# Emoticons im Kmail?

## deranonyme

Hallo

Ich nutze Kmail 4.8.1 und wenn ich selbst Smileys in die Mail einfüge, dann kann ich die als Emoticons sehen wenn die Mailantwort zurückkommt. Sind aber von Antwortschreiber die selben Smileys in der Nachricht enthalten, so werden die nicht in Emoticons umgewandelt, sondern als Smiley dargestellt. Ist das ein bekannter Bug oder ist bei mir was faul.

Frank

----------

## franzf

Ich tippe jetzt mal ganz ins Blaue auf folgende Konfiguration:

* Du hast in den Einstellungen "HTML Klartext bevorzugen" oder wie das heißt angemacht.

* Dein Freund schickt dir HTML-Mails, KMail ersetzt aber in HTML-Mails Smilys nicht durch Emoticons

* senden tust du aber per Plaintext

* die Antwort deines Freundes kommt wg. oben deshalb AUCH als PlaintText, weshalb die Smileys wieder ersetzt werden.

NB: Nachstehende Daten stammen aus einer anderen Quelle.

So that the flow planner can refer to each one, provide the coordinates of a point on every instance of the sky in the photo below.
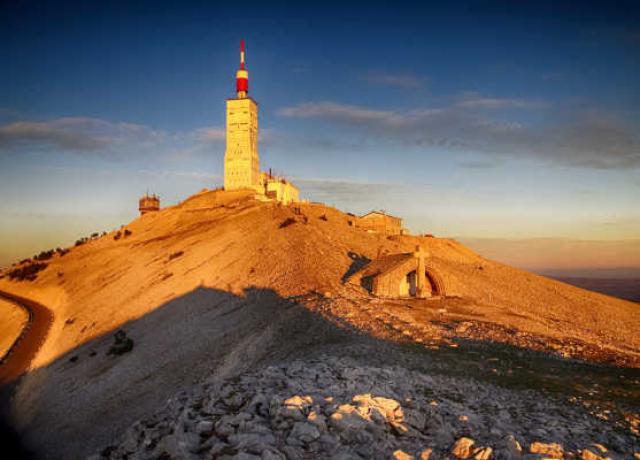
(512, 127)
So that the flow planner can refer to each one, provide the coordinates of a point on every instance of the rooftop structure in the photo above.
(380, 222)
(402, 275)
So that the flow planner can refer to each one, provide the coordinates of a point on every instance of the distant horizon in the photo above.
(515, 128)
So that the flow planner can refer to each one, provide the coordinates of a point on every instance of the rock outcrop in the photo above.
(330, 407)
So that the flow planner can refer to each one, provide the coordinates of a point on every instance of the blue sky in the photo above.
(488, 121)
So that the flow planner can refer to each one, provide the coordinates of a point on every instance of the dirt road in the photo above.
(17, 360)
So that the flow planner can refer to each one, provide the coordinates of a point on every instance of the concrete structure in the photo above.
(241, 159)
(402, 275)
(279, 189)
(380, 222)
(148, 203)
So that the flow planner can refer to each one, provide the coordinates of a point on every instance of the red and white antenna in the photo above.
(242, 76)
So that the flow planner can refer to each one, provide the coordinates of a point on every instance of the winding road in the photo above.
(17, 360)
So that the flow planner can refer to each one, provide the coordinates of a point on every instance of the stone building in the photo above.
(279, 189)
(402, 275)
(148, 203)
(380, 222)
(241, 159)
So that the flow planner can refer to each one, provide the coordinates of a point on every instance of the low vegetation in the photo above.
(122, 344)
(288, 221)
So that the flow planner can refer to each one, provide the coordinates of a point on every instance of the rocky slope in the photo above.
(331, 407)
(219, 285)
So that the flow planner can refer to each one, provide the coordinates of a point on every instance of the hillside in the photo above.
(223, 283)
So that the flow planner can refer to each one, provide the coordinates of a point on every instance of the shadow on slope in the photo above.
(86, 399)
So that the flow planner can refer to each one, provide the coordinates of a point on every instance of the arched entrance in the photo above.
(409, 284)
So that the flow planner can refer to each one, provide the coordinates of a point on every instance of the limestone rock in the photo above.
(401, 455)
(463, 448)
(552, 450)
(426, 454)
(588, 454)
(305, 432)
(483, 453)
(204, 427)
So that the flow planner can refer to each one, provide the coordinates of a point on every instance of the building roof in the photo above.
(386, 264)
(379, 213)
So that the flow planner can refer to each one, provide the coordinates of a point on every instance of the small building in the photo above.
(279, 189)
(401, 275)
(148, 203)
(380, 222)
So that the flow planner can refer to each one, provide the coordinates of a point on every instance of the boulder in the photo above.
(401, 455)
(304, 432)
(463, 448)
(550, 450)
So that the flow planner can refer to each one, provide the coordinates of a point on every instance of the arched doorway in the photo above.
(409, 284)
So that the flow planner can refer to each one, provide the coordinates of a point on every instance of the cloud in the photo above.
(78, 134)
(584, 138)
(480, 164)
(211, 135)
(559, 253)
(404, 81)
(344, 191)
(476, 100)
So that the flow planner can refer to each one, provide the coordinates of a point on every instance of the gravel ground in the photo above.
(327, 406)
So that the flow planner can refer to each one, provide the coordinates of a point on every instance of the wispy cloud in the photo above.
(77, 134)
(585, 138)
(211, 135)
(477, 100)
(345, 190)
(405, 81)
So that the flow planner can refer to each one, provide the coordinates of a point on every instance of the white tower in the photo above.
(241, 162)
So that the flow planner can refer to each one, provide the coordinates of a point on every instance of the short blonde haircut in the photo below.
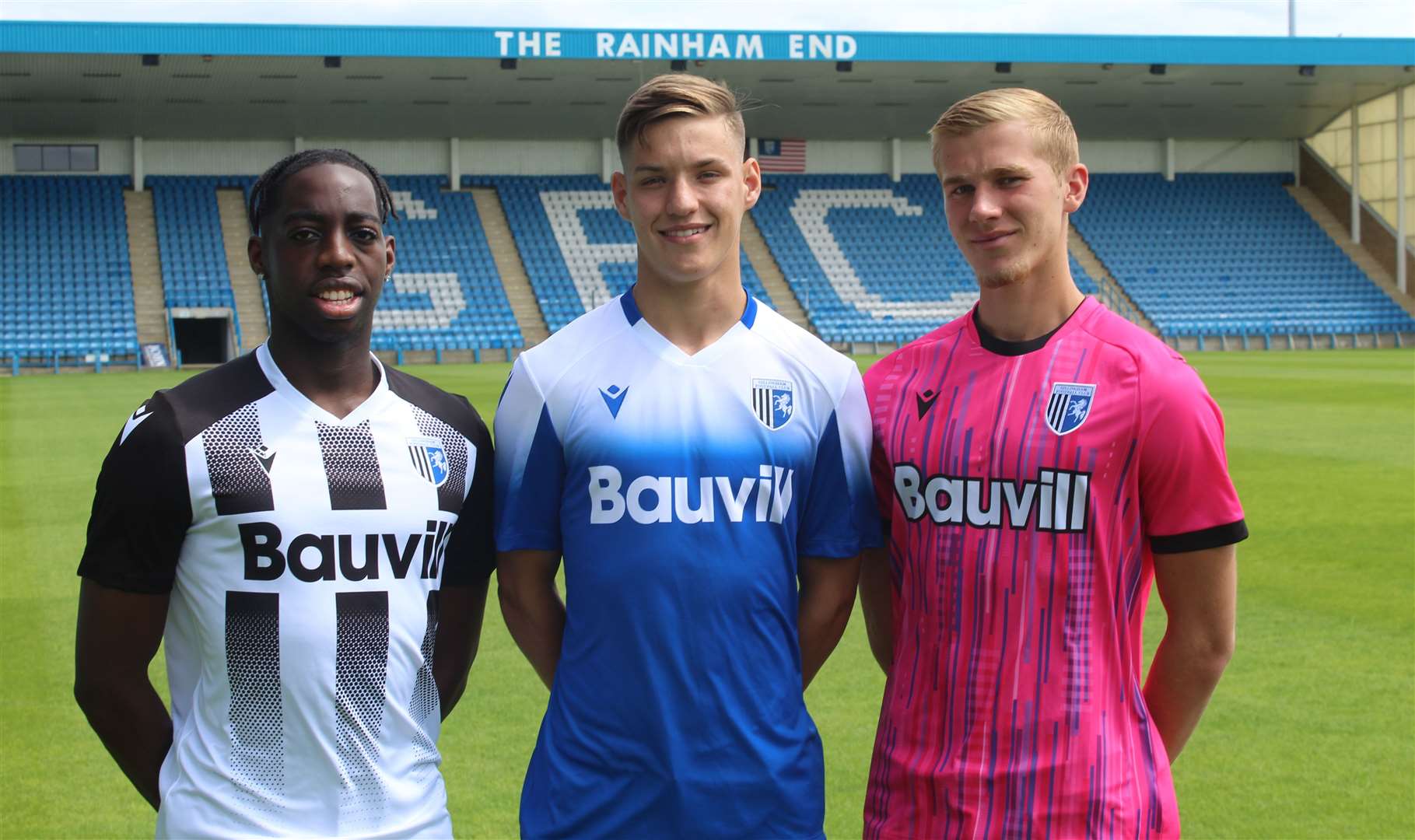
(677, 95)
(1050, 126)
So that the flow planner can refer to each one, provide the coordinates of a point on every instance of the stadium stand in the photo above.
(869, 259)
(445, 292)
(188, 238)
(1228, 255)
(65, 283)
(576, 249)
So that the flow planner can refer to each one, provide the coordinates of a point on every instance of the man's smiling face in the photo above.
(324, 254)
(1007, 205)
(685, 190)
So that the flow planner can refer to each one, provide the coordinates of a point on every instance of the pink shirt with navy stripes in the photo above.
(1024, 488)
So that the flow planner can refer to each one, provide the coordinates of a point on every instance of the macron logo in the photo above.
(926, 401)
(142, 413)
(615, 397)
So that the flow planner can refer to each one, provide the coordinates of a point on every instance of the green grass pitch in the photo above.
(1311, 734)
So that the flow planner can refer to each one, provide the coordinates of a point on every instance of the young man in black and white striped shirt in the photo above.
(309, 534)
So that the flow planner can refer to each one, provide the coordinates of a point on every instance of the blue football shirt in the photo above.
(681, 490)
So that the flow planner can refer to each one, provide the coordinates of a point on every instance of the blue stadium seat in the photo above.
(65, 283)
(1228, 255)
(576, 249)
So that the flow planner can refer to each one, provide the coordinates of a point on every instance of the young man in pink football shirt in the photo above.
(1038, 461)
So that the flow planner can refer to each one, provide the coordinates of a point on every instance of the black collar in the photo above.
(1015, 348)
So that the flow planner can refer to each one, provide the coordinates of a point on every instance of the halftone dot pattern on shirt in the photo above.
(352, 467)
(257, 722)
(423, 703)
(238, 482)
(359, 672)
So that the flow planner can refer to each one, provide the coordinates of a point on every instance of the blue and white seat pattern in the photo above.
(576, 249)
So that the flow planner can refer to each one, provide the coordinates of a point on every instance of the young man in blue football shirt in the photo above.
(701, 464)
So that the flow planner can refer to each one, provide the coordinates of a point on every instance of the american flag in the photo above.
(781, 156)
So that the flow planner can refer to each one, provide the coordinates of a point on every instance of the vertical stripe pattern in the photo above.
(352, 467)
(359, 675)
(255, 717)
(423, 706)
(1008, 712)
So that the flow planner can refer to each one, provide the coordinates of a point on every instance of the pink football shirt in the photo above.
(1024, 487)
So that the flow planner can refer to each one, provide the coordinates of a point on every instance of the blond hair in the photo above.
(677, 95)
(1050, 126)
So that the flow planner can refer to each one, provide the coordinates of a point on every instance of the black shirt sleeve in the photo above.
(471, 553)
(142, 506)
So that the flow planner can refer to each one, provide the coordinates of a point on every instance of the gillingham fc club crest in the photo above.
(773, 402)
(429, 459)
(1069, 408)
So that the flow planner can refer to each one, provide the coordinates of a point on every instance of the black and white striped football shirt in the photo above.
(303, 553)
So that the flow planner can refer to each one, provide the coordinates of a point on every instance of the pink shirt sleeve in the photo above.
(881, 468)
(1188, 499)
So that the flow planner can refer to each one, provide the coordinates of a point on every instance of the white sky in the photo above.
(1378, 19)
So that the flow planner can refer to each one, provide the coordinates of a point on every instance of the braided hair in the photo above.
(265, 194)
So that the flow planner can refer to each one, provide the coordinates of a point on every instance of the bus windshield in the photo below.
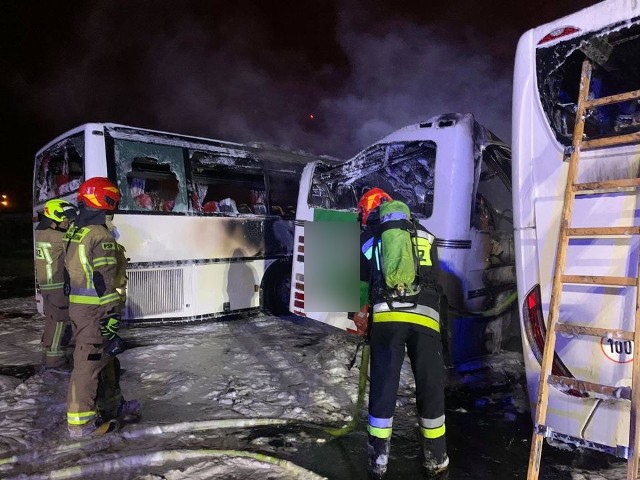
(613, 52)
(405, 168)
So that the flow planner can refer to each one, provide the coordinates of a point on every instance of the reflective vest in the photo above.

Ich denke, das geht so in Ordnung, denn normalerweise werden in HTML-Mails Bildchen eingebettet. Dann werden auch meist die Emoticons mitgeliefert.

----------

## deranonyme

Ist glaube ich nicht so. Das verrückte ist, wenn ich mir den Quelltext anzeigen lasse ist die ganze Mail, also inklusive der Rückantwort, plain. Zumindest kann ich keine Formatierungen erkennen.   :Evil or Very Mad: 

Und in diesem plain Text werden die von mir versandten Smileys zu Emoticons, die empfangenen werden aber nicht umgewandelt. 

Ich dachte, dass KDE die in den Voreinstellungen vorhandenen Emoticons immer einsetzen würde, wenn KDE Programme die das unterstützen Smileys entdecken.

Frank

----------

## franzf

 *deranonyme wrote:*   

> Ist glaube ich nicht so.

 

Es geht hier nicht um Glauben, sondern um Programmeinstellungen, die man überprüfen kann  :Wink: 

 *Quote:*   

> Zumindest kann ich keine Formatierungen erkennen.

 

Ist die Nachricht länger? Scroll mal im Nachrichtenquelltext weiter runter. Die Nachricht wurde vielleicht als Multipart verschickt, enthält also einen Teil mit Angabe "Content-Type: text/plain;" und einen mit "Content-Type: text/html;"

 *Quote:*   

> Und in diesem plain Text werden die von mir versandten Smileys zu Emoticons. 

 

Also, in dem Editorfenster, das bei drücken von "v" aufgeht, werden emoticons angezeigt? Das tut es jetzt bei mir nicht...

----------